The meeting was sponsored by The John Merck Fund and the National Institute of Environmental Health Sciences.
CHE-LDDI National Meeting at the National Invitational Summit To Reduce the Unnecessary Occurrence of Mental Retardation Caused by Environmental Pollutants and Toxins
The Johnson Foundation Wingspread Conference Center, Racine, Wisconsin
LDDI worked with the American Association on Intellectual and Developmental Disabilities (formerly the American Association on Mental Retardation) to organize a national meeting of learning and developmental disabilities (DD) groups and environmental health organizations at the Wingspread Conference Center to draft a national blueprint for working to eliminate environmental toxicants that may contribute to DDs.
CHE-LDDI National Planning Meeting
March 21, 2003
This second strategic planning meeting of CHE-LDDi stakeholders also included presentations on the science of neurotoxicants and brain development and an overview of the upcoming conference at the Wingspread Conference Center in July 2003, entitled Collaborating for Action: A National Invitational Summit to Reduce the Unnecessary Occurrence of Mental Retardation Caused by Environmental Pollutants and Toxins.

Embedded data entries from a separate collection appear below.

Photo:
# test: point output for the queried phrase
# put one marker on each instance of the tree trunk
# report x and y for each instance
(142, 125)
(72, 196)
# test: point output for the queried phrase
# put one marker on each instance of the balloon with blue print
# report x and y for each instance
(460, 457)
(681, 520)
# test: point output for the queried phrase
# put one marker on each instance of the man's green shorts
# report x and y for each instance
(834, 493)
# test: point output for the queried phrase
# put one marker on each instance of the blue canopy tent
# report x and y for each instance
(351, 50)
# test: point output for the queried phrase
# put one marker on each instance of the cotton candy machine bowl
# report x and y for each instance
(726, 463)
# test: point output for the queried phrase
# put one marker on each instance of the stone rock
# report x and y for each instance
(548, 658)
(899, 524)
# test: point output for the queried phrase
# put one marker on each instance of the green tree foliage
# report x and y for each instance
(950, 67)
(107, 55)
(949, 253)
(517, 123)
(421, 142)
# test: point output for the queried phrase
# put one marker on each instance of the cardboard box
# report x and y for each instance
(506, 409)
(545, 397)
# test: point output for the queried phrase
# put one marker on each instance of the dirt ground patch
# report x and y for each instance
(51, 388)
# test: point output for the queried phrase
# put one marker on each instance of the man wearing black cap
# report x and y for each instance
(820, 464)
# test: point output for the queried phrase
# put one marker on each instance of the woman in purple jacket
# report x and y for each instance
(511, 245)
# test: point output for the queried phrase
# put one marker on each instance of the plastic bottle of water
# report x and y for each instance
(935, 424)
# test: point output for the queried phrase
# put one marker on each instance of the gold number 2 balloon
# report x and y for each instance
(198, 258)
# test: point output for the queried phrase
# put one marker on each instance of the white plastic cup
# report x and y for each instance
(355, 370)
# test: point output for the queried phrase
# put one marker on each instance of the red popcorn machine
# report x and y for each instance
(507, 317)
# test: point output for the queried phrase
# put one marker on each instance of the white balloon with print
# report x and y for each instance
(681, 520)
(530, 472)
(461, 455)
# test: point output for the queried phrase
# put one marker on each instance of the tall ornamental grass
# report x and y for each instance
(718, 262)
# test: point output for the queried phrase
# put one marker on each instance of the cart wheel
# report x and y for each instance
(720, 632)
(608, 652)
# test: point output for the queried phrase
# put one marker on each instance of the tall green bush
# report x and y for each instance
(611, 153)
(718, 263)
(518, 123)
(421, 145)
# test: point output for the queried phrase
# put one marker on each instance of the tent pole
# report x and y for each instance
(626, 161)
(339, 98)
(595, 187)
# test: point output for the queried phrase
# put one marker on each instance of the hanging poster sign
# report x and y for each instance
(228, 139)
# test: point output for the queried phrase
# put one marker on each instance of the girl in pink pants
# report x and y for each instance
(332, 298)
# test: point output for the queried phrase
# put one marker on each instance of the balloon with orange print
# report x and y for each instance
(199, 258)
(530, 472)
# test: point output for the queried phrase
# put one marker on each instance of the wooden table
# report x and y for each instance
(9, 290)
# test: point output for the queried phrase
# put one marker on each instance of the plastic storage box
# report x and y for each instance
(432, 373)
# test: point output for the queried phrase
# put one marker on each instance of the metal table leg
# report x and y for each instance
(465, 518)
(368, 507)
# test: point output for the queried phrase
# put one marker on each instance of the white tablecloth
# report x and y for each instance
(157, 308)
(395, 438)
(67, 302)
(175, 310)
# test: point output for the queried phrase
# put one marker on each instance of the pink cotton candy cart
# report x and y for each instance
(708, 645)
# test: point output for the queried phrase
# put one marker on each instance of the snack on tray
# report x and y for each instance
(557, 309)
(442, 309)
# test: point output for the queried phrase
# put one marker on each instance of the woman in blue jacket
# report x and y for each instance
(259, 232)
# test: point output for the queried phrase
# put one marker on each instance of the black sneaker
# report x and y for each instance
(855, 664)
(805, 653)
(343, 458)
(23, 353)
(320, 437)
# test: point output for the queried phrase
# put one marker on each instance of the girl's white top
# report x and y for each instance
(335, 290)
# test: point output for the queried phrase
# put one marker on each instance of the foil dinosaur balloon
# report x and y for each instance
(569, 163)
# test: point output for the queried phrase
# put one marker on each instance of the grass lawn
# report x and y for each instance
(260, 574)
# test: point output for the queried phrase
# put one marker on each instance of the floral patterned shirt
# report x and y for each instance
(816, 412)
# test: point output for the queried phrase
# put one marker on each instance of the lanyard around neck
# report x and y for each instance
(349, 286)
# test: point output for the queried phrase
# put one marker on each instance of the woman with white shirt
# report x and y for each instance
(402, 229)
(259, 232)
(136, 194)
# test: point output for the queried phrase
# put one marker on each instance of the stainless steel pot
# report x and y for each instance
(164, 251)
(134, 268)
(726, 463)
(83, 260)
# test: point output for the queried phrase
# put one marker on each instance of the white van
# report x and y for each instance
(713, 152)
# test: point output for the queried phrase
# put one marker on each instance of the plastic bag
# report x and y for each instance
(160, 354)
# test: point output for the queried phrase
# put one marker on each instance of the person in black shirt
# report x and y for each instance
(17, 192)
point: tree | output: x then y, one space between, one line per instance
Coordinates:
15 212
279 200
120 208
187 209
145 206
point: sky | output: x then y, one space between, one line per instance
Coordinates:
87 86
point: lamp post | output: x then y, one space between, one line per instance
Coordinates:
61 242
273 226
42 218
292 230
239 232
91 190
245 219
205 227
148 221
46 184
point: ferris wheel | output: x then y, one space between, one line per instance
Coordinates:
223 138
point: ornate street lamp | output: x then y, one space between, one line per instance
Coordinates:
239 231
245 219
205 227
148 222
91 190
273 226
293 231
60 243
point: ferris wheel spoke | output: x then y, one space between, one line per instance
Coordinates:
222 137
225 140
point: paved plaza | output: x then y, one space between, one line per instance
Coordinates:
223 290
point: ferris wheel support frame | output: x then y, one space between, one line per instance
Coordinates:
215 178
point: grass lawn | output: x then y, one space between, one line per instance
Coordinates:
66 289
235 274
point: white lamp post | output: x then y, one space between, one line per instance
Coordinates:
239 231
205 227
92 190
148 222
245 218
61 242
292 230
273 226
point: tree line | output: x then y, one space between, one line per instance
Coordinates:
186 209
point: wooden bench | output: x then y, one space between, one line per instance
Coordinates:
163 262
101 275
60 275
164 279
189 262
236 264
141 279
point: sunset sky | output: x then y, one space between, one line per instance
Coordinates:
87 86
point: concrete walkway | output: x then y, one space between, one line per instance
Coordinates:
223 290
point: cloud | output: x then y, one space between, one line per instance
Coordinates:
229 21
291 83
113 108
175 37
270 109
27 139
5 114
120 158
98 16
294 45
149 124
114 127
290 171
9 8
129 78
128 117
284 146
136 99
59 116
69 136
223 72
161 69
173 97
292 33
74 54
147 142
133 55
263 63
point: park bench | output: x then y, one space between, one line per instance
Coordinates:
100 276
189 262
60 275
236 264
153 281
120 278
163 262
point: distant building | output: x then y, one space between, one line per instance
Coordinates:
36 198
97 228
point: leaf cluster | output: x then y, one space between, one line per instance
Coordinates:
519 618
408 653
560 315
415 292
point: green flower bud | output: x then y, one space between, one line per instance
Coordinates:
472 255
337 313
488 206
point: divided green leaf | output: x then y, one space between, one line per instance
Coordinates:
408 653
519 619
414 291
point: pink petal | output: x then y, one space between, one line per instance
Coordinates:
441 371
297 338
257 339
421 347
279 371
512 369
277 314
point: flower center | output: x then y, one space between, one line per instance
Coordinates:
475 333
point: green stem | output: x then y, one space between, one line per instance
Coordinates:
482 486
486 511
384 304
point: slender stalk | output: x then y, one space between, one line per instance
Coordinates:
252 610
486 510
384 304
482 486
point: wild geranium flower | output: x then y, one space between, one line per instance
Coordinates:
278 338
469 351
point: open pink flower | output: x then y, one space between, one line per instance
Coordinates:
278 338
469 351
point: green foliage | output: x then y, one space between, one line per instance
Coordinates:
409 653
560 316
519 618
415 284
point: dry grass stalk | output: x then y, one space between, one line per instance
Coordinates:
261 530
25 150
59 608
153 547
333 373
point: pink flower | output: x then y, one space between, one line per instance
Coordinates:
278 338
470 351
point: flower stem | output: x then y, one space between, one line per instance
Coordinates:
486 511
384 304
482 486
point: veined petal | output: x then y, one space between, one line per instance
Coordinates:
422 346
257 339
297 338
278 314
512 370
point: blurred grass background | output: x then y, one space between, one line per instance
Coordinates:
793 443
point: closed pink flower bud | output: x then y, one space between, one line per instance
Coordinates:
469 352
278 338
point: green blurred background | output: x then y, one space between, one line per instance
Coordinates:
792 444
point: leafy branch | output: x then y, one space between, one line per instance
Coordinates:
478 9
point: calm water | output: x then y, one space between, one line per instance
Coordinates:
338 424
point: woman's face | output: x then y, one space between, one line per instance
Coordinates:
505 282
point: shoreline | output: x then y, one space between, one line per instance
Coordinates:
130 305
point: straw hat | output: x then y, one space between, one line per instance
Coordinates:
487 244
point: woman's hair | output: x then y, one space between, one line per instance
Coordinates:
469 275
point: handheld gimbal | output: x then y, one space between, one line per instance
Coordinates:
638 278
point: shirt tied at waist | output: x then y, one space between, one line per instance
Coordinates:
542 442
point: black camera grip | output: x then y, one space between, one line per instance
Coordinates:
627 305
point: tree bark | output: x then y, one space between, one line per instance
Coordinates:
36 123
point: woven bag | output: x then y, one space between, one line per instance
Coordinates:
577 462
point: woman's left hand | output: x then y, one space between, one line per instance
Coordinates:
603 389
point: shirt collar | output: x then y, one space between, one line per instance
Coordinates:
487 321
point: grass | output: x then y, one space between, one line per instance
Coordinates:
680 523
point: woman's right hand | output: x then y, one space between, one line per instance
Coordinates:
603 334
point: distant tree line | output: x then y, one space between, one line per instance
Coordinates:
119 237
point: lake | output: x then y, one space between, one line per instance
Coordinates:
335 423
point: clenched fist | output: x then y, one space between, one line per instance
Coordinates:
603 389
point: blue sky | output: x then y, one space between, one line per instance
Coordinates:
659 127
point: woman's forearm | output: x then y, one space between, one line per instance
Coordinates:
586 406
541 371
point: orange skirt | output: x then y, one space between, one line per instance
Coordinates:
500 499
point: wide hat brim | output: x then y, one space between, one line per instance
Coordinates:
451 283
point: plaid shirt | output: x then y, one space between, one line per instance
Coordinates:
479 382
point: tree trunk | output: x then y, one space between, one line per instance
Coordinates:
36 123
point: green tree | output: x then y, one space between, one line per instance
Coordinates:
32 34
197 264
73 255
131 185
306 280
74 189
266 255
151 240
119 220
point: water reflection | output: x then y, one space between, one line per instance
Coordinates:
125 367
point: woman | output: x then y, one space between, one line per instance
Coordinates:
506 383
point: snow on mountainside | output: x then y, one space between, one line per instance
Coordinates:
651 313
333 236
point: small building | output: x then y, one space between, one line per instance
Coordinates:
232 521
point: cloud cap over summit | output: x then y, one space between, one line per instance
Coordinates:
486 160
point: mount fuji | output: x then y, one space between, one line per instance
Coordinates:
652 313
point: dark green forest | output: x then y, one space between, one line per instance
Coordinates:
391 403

CHE-LDDI National Planning Meeting
May 23, 2002
This meeting welcomed the initial stakeholders in CHE-LDDI to discuss the initiative's goals and strategies. There were also presentations on toxic threats to child development and child development and neurological problems.
Initial meeting which led to the formation of CHE
March 21, 2002
San Francisco and Bolinas, California
The Collaborative on Health and the Environment was initiated at a meeting of the San Francisco Medical Society, and co-sponsored with Commonweal, a health and environmental research institute in Bolinas, California. A two-day conference in Bolinas followed the San Francisco meeting, where a smaller group of committed individuals came together to determine the overall structure of the network.